Preparing analysis data directory
=================================
To run `crispr-screens` on your own data, first prepare a data directory (where the workflow code is located) as follows:
.. code-block:: console
$ cd my_experiment
$ mkdir reads resources
Copy the fastq files to the `reads` directory and the resources to the `resources` directory.
.. note::
All fastq files must have the extension *.fastq.gz* or *.cram*
Copy the the fasta file with sgRNA sequences to the `resources` directory. If no fasta file is available, provide a csv file with sgRNA sequences and gene names in separate columns. Set the column numbers in `config/config.yml` (see below).
The final directory structure should look like this:
.. code-block:: console
.
├── config
│ ├── config.yml
│ └── stats.csv
├── reads
│ ├── HT_1.fastq.gz
│ ├── HT_2.fastq.gz
│ ├── noHT_1.fastq.gz
│ └── noHT_2.fastq.gz
├── resources
│ └── bassik.csv
└── workflow
├── envs
│ └── stats.yaml
├── report
│ ├── alignment-rates.rst
│ ├── bagel2_plots.rst
│ ├── drugz.rst
│ ├── gini-index.rst
│ ├── lfc_neg.rst
│ ├── lfc_pos.rst
│ ├── mageck.rst
│ ├── missed-rgrnas.rst
│ ├── multiqc.rst
│ ├── pathway_analysis.rst
│ ├── plot-coverage.rst
│ ├── sample-correlation.rst
│ ├── sgrank.rst
│ └── workflow.rst
├── rules
│ ├── bagel2.smk
│ ├── count.smk
│ ├── drugz.smk
│ ├── mageck.smk
│ ├── qc.smk
│ └── trim.smk
├── schemas
│ ├── config.schema.yaml
│ └── stats.schema.yaml
├── scripts
│ ├── aggregate_counts.py
│ ├── bagel2bf.py
│ ├── bagel2pr.py
│ ├── cnv_cell_lines.txt
│ ├── count.sh
│ ├── crisprcleaner.R
│ ├── csv_to_fasta.py
│ ├── general_functions.smk
│ ├── gprofiler.R
│ ├── mageck.py
│ ├── plot_alignment_rate.R
│ ├── plot_bf.R
│ ├── plot_coverage.R
│ ├── plot_drugz_results.R
│ ├── plot_gini_index.R
│ ├── plot_lfc.R
│ ├── plot_missed_sgrnas.R
│ ├── plot_pr.R
│ └── plot_sgrank.R
└── Snakefile
9 directories, 50 files
Experiment meta data
====================
Experiment meta data is described in `config/config.yml`:
.. code-block:: yaml
lib_info:
library_file: resources/bassik.csv # Path to library file with sgRNA sequences and gene names
cutadapt:
g: "" # 5' adapter sequence to trim
a: "" # 3' adapter sequence to trim
u: 0 # trim u bases (before a/g trimming)

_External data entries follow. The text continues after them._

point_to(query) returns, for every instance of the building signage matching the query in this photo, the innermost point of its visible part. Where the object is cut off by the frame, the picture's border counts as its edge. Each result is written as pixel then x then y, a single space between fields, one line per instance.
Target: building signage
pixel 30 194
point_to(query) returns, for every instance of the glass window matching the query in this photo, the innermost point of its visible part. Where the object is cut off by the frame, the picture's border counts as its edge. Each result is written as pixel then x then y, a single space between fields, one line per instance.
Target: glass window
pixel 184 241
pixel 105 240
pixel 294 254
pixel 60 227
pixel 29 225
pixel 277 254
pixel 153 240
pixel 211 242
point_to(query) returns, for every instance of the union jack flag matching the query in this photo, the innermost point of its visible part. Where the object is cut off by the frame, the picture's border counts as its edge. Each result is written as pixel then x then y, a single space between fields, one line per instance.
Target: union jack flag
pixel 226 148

l: 20 # shorten reads to l bases
extra: "" # Extra arguments for cutadapt
species: human
csv:
# 0-based column numbers
name_column: 0 # Column number with sgRNA names
gene_column: 1 # Column number with gene names
sequence_column: 2 # Column number with sgRNA sequences
mismatch: 0 # Mismatches allowed during alignment
stats:
crisprcleanr:
# For BAGEL2, crisprcleanr is always run as it allows for combining replicates better
# It is optional for MAGeCK and DrugZ
# Path to library file for crisprcleanr with sgRNA annotations
# With column names: GENE,seq,CODE,CHRM,STARTpos,ENDpos,EXONE(optional),STRAND
# If library name is one of the following, the library info is loaded from the crisprcleanr library database:
# AVANA_Library (https://doi.org/10.1038/ng.3984)
# Brunello_Library (https://doi.org/10.1038/nbt.3437)
# GeCKO_Library_v2 (https://doi.org/10.1038/nmeth.3047)
# KY_Library_v1.0 (https://doi.org/10.1016/j.celrep.2016.09.079)
# KY_Library_v1.1 (https://doi.org/10.1016/j.celrep.2016.09.079)
# MiniLibCas9_Library (https://doi.org/10.1186/s13059-021-02268-4)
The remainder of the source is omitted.